Eines Morgens wollte er mich nach Torcello führen, um mir einen ganz besonders schönen Häuserfund zu zeigen. So machten wir uns mit dem Boot seiner Behörde auf den Weg dorthin. Es war einer jener Tage, an denen die Bora wehte, der wilde Wind aus Istrien, der den Wellen weisse Schaumkronen aufsetzt und die Luft mit Gischt erfüllt. Wir waren trotz den Regenmänteln im Nu nass.

Den Leuchtbojen der offiziellen Wasserwege entlang ging die Fahrt Richtung Osten. Der Wind war inzwischen heftiger geworden, der Himmel verlor jegliche Farbe, hing fahl über uns, während die Wellen immer höher tanzten. Antonios Gesicht sprach Bände, obwohl er immer wieder beteuerte, einen solchen Sturm habe er schon oft erlebt und noch jedesmal gemeistert.

Schutz auf einer einsamen Insel
Heute glückte ihm das nicht. Er steuerte auf eine kleine Insel zu, wir legten mühevoll an, gingen an Land und suchten Schutz im einzigen, verlassenen Haus. Es war eines jener Fischer- und Bauernhäuser, wie sie seit vielen Jahrhunderten auf den Laguneninseln zu finden sind. «Hier, auf den Salzwiesen, haben früher Kühe geweidet», erzählte Antonio, während über uns die losen Ziegel auf dem Hausdach klapperten. «Und da drüben, in den tiefen Erdtrögen, wurden die lebendig gefangenen Fische und Langusten bis zum Verkauf gelagert. Heutzutage ist der Verdienst für alle zu klein und der Beruf zu hart; was für ein Verlust an Lebenskultur!»

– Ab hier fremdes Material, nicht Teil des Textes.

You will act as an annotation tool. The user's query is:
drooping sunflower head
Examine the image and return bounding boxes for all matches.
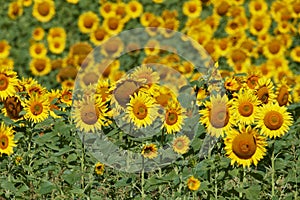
[256,103,293,138]
[126,92,158,128]
[255,77,276,104]
[0,122,16,157]
[141,144,158,159]
[233,89,260,124]
[172,135,191,154]
[163,101,186,134]
[199,95,233,137]
[224,126,267,167]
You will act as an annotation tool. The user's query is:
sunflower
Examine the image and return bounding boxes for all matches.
[290,46,300,63]
[95,162,104,175]
[141,144,158,159]
[233,89,260,125]
[0,67,18,101]
[127,92,158,128]
[32,0,55,22]
[7,1,23,19]
[73,96,108,133]
[182,0,202,18]
[162,101,186,134]
[126,1,143,18]
[2,95,23,120]
[172,135,191,154]
[32,27,45,41]
[102,15,124,35]
[224,126,267,167]
[256,103,293,138]
[275,78,292,106]
[78,11,100,33]
[0,122,17,157]
[30,56,51,76]
[90,26,109,45]
[255,77,276,104]
[48,37,66,54]
[24,95,50,123]
[29,43,47,58]
[186,176,201,191]
[0,40,10,59]
[199,94,233,137]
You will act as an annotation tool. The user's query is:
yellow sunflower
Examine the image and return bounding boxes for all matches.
[127,92,158,128]
[275,78,292,106]
[32,27,45,41]
[0,67,18,101]
[78,11,100,33]
[186,176,201,191]
[30,56,51,76]
[163,101,186,134]
[256,103,293,138]
[32,0,55,22]
[0,40,10,59]
[126,1,143,18]
[224,126,267,167]
[95,162,104,175]
[233,89,260,125]
[48,37,66,54]
[182,0,202,18]
[172,135,191,154]
[0,122,17,157]
[73,96,108,133]
[199,94,233,137]
[29,43,47,58]
[255,77,276,104]
[7,1,23,19]
[24,95,50,123]
[141,144,158,159]
[90,26,109,45]
[290,46,300,63]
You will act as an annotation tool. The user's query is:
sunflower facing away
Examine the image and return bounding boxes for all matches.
[24,95,50,123]
[233,89,260,125]
[172,135,191,154]
[163,101,186,134]
[257,103,292,138]
[224,126,267,167]
[199,95,233,137]
[127,92,158,128]
[142,144,158,159]
[73,97,107,132]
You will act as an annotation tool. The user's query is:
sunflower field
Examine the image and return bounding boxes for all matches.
[0,0,300,200]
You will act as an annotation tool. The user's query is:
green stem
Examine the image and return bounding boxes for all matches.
[271,141,275,198]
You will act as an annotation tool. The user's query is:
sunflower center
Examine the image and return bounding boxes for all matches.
[239,102,253,117]
[166,111,178,126]
[81,105,100,125]
[34,59,46,72]
[210,104,229,128]
[257,86,269,104]
[108,18,119,30]
[232,133,256,159]
[37,2,50,16]
[30,103,43,115]
[268,41,280,54]
[264,110,283,130]
[217,1,230,16]
[83,17,94,28]
[0,74,9,91]
[277,86,289,106]
[133,103,148,120]
[0,135,8,149]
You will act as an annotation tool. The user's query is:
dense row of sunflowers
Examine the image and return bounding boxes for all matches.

Wir warteten – Stunde um Stunde. Wir hatten kein Telefon zur Verfügung, noch hatten wir etwas zum Essen oder Trinken mitgebracht. Die Augenblicke wurden zur Ewigkeit. Erst gegen Abend liess der Wind etwas nach. Während der Himmel aufriss und das Wasser seine bleigraue Farbe verlor, fuhren wir nach Venedig zurück.

An jenem Abend kochte Antonios Frau Amelia für uns ausgehungerte Reisende «Fegato alla veneziana», Kalbsleber an Zwiebelconfi. Es schmeckte himmlisch!

Spät in der Nacht ging ich ins Hotel zurück. Die Bora hatte wieder eingesetzt, die schmalen Gässchen waren von ihrem Brausen erfüllt, und die Strassenampeln schaukelten im Wind. Am nächsten Morgen wurde ich von wildem Hämmern geweckt. Die Stadtverwaltung stellte die Stege für den Markusplatz und seine Seitengassen zusammen. Sechs Stunden später stand Venedig einen halben Meter unter Wasser.

Rezept: Fegato alla Veneziana

Zutaten für 4 bis 6 Personen

  • 450 bis 500 Gramm Zwiebeln
  • 80 Gramm Butter
  • 2 bis 3 Esslöffel Wasser oder Bouillon
  • 2 bis 4 Esslöffel
  • trockenen Weisswein
  • 500 bis 550 Gramm Kalbsleber
  • etwas Salz und weisser Pfeffer aus der Mühle
  • etwas Balsamico-Essig
  • einige Majoran- oder Thymianblüten


Vorbereitung

Die Zwiebeln schälen und in Ringe schneiden. Die Kalbsleber in etwa zentimeterdicken Tranchen einkaufen und von Haut und allfälligen Blutbahnen befreien. Dann in Stücke von rund einem Zentimeter Dicke und vier Zentimeter Länge schneiden. Mit Küchenpapier abtupfen.


Zubereitung

  • Die Hälfte der Butter in einem Pfännchen schmelzen lassen. Wenn die Butter aufschäumt, die Zwiebelringe einlegen und alles sanft und unter stetem Wenden mit einem Holzlöffel anziehen, ohne dass die Ringe Farbe annehmen.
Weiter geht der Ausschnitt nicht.